Finding Coefficients in Standard Form: (1-2x)^3 = ax^3 + bx^2 + cx + d

[Benjiman]

I was given a problem in my pre-univeristy Calculus class, and I can't find the coeffecients. The problem is (1-2x)^3 = ax^3 + bx^2 + cx + d. I know that the coefficient of d is 1, and I know that the degree is 3. But I have no idea how to find the coefficients of a, b, and c. Please help.

 

[Deleted member 4993]

I was given a problem in my pre-univeristy Calculus class, and I can't find the coeffecients. The problem is (1-2x)^3 = ax^3 + bx^2 + cx + d.

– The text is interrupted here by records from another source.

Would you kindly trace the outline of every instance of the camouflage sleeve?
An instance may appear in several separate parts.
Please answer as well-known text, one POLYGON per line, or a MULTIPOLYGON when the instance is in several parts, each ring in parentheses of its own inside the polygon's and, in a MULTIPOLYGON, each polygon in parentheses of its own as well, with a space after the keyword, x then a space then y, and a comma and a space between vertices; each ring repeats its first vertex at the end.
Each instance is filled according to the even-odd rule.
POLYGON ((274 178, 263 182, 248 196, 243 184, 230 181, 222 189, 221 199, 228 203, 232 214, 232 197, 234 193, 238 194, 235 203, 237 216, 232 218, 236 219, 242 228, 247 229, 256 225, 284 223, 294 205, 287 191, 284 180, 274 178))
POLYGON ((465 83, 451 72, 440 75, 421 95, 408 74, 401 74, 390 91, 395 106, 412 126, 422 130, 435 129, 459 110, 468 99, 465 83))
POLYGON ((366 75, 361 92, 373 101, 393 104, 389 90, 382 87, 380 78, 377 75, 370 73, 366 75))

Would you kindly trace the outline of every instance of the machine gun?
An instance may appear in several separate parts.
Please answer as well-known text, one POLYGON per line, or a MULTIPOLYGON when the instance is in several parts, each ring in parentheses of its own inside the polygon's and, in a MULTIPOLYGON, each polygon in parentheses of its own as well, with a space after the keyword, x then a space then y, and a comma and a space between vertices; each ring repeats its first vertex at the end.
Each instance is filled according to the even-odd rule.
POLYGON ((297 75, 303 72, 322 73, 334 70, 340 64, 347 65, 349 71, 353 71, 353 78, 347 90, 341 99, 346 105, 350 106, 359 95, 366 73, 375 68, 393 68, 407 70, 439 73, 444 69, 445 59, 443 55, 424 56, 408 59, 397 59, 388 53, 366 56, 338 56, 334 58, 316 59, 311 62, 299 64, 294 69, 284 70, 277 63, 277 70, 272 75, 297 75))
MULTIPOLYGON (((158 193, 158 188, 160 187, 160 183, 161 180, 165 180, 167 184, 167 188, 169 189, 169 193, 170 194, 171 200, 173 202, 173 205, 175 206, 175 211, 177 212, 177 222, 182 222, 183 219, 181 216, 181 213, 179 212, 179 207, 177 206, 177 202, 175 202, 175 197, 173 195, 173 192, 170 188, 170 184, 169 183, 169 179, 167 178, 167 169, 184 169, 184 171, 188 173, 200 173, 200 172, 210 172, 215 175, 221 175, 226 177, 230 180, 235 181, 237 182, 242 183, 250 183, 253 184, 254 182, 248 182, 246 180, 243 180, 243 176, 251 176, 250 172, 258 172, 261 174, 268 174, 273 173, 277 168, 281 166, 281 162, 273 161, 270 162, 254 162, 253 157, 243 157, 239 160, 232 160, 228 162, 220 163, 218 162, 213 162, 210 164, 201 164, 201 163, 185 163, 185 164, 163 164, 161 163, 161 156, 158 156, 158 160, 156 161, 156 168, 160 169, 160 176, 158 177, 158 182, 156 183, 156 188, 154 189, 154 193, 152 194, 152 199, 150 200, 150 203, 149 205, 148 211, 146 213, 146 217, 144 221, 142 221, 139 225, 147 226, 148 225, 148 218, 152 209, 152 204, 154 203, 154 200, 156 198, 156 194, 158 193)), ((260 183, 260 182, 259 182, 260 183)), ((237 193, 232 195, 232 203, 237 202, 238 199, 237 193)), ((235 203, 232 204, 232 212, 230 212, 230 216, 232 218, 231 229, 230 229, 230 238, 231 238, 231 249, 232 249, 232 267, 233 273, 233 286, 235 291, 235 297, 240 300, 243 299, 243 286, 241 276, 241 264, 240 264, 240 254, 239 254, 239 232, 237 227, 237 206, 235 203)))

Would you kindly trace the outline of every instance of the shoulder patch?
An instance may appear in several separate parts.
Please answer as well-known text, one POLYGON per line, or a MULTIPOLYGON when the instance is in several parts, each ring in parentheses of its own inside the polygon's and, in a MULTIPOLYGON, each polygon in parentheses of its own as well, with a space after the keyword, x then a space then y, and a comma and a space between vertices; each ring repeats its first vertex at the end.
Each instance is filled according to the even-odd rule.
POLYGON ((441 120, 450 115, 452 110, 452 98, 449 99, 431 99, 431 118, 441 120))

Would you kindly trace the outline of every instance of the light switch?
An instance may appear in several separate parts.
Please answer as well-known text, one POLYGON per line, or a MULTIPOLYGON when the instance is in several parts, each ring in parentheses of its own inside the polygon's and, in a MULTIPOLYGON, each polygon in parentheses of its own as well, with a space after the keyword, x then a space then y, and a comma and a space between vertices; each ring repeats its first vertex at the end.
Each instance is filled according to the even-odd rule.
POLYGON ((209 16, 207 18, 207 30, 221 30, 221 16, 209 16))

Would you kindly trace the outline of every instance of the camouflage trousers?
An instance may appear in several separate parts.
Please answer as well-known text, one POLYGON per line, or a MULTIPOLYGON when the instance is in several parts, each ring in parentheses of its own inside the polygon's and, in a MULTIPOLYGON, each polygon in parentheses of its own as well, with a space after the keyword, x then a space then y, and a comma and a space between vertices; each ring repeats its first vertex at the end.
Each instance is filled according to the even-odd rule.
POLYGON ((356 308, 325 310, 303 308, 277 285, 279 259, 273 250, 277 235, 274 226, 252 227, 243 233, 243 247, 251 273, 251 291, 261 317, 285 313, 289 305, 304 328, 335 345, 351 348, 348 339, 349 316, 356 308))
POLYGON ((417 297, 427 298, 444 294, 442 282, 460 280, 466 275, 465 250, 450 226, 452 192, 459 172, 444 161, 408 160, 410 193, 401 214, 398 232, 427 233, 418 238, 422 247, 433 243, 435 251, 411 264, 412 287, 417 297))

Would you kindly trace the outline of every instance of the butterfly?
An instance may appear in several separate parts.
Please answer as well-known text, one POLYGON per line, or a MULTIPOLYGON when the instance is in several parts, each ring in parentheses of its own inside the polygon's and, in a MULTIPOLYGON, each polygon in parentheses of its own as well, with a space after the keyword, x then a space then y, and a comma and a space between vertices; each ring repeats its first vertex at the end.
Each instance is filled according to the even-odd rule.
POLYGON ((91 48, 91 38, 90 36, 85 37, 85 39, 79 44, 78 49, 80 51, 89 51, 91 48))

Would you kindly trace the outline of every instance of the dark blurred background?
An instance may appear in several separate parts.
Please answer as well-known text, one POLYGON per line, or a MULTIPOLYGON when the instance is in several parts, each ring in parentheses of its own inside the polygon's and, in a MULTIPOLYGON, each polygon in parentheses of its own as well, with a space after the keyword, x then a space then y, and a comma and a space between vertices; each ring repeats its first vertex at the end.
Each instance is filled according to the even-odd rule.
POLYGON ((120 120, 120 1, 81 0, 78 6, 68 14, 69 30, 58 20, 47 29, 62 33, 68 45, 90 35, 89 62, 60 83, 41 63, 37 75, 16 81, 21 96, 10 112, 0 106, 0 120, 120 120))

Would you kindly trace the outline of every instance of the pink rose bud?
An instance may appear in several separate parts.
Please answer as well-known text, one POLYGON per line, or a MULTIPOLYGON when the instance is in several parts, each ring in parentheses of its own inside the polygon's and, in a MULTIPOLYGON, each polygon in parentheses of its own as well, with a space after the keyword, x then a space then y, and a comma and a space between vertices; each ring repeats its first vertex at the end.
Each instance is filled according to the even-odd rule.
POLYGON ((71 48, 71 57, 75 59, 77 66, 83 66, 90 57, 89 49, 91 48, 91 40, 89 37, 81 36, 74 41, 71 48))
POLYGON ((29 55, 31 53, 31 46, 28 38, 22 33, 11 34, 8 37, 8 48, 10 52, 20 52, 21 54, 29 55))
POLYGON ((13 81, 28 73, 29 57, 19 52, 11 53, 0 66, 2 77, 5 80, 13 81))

I know that the coefficient of d is 1, and I know that the degree is 3. But I have no idea how to find the coefficients of a, b, and c. Please help.

Hint:

(a + b)^3 = a^3 + 3 * a * b^2 + 3 * b * a^2 + b^3

 

[Dr.Peterson]

I was given a problem in my pre-univeristy Calculus class, and I can't find the coeffecients. The problem is (1-2x)^3 = ax^3 + bx^2 + cx + d. I know that the coefficient of d is 1, and I know that the degree is 3. But I have no idea how to find the coefficients of a, b, and c. Please help.

If you don't know the formula for (a+b)^3, you can take the slow way and expand(1-2x)^3 by first finding (1-2x)^2 = (1-2x)(1-2x), and then multiplying that by (1-2x). Then just match up the coefficients.

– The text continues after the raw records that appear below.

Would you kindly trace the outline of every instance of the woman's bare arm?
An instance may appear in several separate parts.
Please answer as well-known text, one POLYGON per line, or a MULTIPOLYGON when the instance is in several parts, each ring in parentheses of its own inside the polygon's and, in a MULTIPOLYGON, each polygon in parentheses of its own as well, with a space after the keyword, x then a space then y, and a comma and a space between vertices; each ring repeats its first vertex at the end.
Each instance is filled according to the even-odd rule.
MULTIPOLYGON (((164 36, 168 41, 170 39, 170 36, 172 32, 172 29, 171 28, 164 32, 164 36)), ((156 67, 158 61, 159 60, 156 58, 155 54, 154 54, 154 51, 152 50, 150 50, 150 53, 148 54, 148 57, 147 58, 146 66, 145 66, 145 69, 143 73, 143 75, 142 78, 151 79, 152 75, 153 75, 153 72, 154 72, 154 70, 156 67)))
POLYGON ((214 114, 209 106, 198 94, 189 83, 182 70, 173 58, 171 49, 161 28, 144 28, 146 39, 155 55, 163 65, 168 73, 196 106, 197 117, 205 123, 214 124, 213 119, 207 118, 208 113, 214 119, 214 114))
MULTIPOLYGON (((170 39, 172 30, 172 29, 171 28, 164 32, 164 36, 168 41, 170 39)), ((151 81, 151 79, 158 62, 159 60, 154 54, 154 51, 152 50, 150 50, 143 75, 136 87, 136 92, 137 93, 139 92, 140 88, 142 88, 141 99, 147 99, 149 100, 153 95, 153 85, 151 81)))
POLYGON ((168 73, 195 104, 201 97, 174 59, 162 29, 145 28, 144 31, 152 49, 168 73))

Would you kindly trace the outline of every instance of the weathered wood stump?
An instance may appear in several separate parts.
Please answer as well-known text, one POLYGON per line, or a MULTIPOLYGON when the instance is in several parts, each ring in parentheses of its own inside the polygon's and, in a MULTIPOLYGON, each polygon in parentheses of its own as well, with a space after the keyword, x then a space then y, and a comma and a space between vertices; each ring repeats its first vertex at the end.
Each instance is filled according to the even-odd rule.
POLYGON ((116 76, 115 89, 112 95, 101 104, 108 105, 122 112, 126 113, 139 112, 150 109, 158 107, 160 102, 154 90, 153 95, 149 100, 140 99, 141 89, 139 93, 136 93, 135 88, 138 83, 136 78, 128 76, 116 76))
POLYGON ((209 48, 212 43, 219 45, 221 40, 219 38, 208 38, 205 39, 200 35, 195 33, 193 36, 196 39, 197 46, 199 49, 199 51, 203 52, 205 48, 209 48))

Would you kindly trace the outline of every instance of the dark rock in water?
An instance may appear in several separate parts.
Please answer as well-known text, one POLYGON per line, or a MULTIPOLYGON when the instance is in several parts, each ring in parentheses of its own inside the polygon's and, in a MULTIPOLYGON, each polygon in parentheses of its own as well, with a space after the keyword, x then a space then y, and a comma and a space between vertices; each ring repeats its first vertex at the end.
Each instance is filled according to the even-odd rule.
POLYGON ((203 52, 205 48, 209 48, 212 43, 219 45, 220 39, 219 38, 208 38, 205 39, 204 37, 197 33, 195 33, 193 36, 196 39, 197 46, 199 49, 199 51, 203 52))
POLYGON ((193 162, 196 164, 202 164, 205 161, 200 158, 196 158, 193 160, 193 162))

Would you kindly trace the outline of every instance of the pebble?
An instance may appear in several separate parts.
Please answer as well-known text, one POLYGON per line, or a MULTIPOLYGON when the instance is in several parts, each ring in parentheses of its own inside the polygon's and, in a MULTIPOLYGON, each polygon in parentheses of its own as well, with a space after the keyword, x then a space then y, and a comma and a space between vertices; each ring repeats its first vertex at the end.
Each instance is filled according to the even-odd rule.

Please show us some work, so we can tell what level of help you need beyond this.

 

[stapel]

Find the coeffecients a, b, c and d for (1-2x)^3 = ax^3 + bx^2 + cx + d.

...I have no idea how to find the coefficients of a, b, and c. Please help.

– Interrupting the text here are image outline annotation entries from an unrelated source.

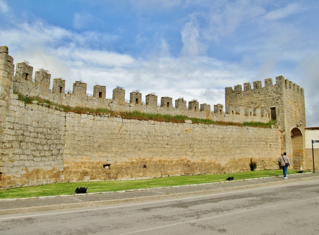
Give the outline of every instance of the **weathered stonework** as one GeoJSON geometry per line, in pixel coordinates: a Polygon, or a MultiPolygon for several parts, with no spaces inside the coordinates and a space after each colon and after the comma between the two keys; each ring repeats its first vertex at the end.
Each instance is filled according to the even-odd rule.
{"type": "Polygon", "coordinates": [[[211,174],[249,170],[251,158],[257,169],[277,169],[285,150],[293,155],[295,168],[308,167],[304,156],[305,125],[303,89],[283,77],[265,87],[254,82],[226,88],[226,111],[223,106],[189,103],[172,98],[113,90],[106,99],[105,87],[94,86],[93,96],[86,95],[86,84],[77,81],[72,94],[64,94],[65,81],[54,80],[44,70],[17,65],[6,47],[0,47],[0,188],[56,182],[141,179],[181,174],[211,174]],[[215,125],[175,123],[125,119],[109,115],[79,114],[57,110],[34,101],[25,104],[14,93],[39,97],[58,104],[73,107],[137,110],[145,112],[181,114],[216,121],[267,122],[273,118],[278,127],[265,128],[215,125]],[[289,108],[289,109],[288,108],[289,108]]]}

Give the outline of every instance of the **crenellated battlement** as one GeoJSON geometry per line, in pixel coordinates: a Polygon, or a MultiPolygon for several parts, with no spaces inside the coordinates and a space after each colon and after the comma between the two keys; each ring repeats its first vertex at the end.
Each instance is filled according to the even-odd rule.
{"type": "Polygon", "coordinates": [[[0,46],[0,188],[61,182],[140,179],[181,174],[223,173],[278,168],[286,152],[293,169],[308,168],[304,156],[306,126],[303,89],[285,79],[271,78],[225,88],[223,104],[193,100],[130,93],[120,87],[106,98],[105,86],[87,95],[87,84],[76,81],[66,90],[65,80],[54,79],[42,68],[34,73],[25,62],[17,64],[6,46],[0,46]],[[33,75],[34,74],[33,76],[33,75]],[[25,103],[19,93],[57,105],[25,103]],[[266,122],[270,128],[247,125],[174,123],[125,119],[108,115],[64,111],[58,106],[115,111],[183,115],[243,123],[266,122]],[[300,122],[301,120],[303,123],[300,122]],[[241,126],[243,125],[243,126],[241,126]]]}
{"type": "MultiPolygon", "coordinates": [[[[14,67],[12,61],[11,66],[14,67]]],[[[145,96],[145,102],[142,101],[142,94],[139,91],[130,93],[129,102],[125,100],[125,90],[117,87],[113,91],[112,98],[106,99],[106,87],[96,85],[93,88],[93,96],[87,95],[87,84],[82,81],[76,81],[72,90],[66,91],[65,80],[61,78],[53,79],[52,90],[49,88],[51,75],[47,70],[40,69],[34,73],[33,68],[25,62],[17,64],[15,74],[11,79],[13,91],[15,93],[31,97],[38,97],[58,105],[71,107],[83,107],[89,108],[101,108],[113,111],[138,110],[149,113],[182,115],[190,118],[207,118],[216,121],[242,122],[243,121],[267,122],[266,115],[249,116],[245,115],[248,111],[242,112],[224,112],[224,106],[218,104],[214,105],[214,110],[211,110],[211,105],[200,104],[197,100],[188,102],[179,98],[173,103],[172,97],[160,98],[158,104],[158,96],[154,94],[145,96]],[[188,105],[187,104],[188,104],[188,105]]],[[[251,89],[250,84],[245,83],[245,90],[251,89]]],[[[227,89],[227,88],[226,88],[227,89]]],[[[232,90],[232,89],[231,89],[232,90]]],[[[241,91],[241,86],[235,87],[235,90],[241,91]]],[[[230,90],[230,91],[231,90],[230,90]]],[[[226,108],[227,110],[230,108],[226,108]]],[[[261,111],[260,113],[262,112],[261,111]]]]}
{"type": "Polygon", "coordinates": [[[296,95],[299,94],[300,95],[303,96],[304,95],[303,88],[300,88],[300,86],[297,85],[295,83],[293,83],[291,81],[289,81],[288,79],[285,79],[285,77],[283,76],[280,76],[276,77],[276,84],[273,85],[272,79],[271,78],[267,78],[264,80],[264,86],[262,86],[261,81],[256,81],[253,83],[253,89],[252,89],[251,86],[250,82],[246,82],[244,83],[244,89],[242,90],[241,85],[236,85],[234,87],[233,89],[232,87],[226,87],[225,88],[226,94],[229,94],[238,92],[242,92],[248,91],[254,91],[260,89],[269,89],[276,88],[278,87],[283,87],[286,89],[291,89],[292,91],[295,92],[296,95]]]}

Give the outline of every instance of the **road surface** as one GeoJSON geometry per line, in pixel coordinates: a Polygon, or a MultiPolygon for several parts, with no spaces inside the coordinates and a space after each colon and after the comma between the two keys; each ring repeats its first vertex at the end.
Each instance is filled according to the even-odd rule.
{"type": "Polygon", "coordinates": [[[1,234],[319,234],[319,180],[0,216],[1,234]]]}

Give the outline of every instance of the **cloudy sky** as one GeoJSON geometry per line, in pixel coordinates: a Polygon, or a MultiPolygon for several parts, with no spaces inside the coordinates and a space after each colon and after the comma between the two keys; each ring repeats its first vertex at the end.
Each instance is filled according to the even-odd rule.
{"type": "Polygon", "coordinates": [[[225,105],[225,88],[283,75],[319,126],[318,0],[0,0],[0,45],[66,88],[117,86],[225,105]]]}

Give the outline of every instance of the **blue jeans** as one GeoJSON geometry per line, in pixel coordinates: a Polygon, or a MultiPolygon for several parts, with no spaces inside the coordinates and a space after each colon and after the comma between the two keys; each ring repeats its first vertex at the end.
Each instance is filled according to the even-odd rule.
{"type": "Polygon", "coordinates": [[[287,170],[288,168],[288,167],[282,167],[282,170],[284,172],[284,177],[286,177],[287,174],[287,170]]]}

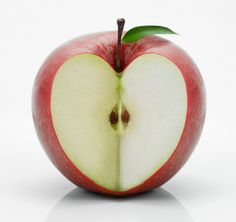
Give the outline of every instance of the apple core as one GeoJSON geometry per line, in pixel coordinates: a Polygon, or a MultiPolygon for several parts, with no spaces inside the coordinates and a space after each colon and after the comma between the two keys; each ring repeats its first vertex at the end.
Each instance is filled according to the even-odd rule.
{"type": "Polygon", "coordinates": [[[73,164],[98,185],[126,191],[177,147],[187,116],[185,81],[157,54],[137,57],[121,77],[97,55],[75,55],[55,75],[51,115],[73,164]]]}

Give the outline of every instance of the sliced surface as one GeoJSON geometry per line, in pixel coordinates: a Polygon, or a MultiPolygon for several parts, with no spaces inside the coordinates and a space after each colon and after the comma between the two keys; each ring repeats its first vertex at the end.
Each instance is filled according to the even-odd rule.
{"type": "Polygon", "coordinates": [[[118,78],[95,55],[78,55],[58,70],[51,113],[59,142],[74,165],[96,183],[119,185],[119,138],[109,122],[118,78]]]}
{"type": "Polygon", "coordinates": [[[120,143],[120,186],[137,186],[160,168],[181,137],[187,94],[182,74],[170,60],[143,55],[123,73],[122,100],[130,122],[120,143]]]}
{"type": "Polygon", "coordinates": [[[159,55],[135,59],[117,78],[95,55],[67,60],[56,74],[51,112],[66,155],[97,184],[124,191],[143,183],[175,150],[185,124],[187,94],[179,69],[159,55]],[[111,126],[114,107],[127,124],[111,126]]]}

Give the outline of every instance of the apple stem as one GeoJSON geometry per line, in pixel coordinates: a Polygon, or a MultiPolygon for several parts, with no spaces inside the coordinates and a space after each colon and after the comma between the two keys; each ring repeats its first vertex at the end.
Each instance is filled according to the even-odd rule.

Try using what you learned back in algebra. Multiply (1 - 2x) by (1 - 2x). Then multiply the result by (1 - 2x). (here) Simplify the result by combining all "like" terms. (here)

Then compare the coefficients of each term. Whatever is the coefficient on the cubed-x term in your expansion of the left-hand side, this will be the value of "a". And so forth.

If you get stuck, please reply with a clear listing of your efforts so far. Thank you!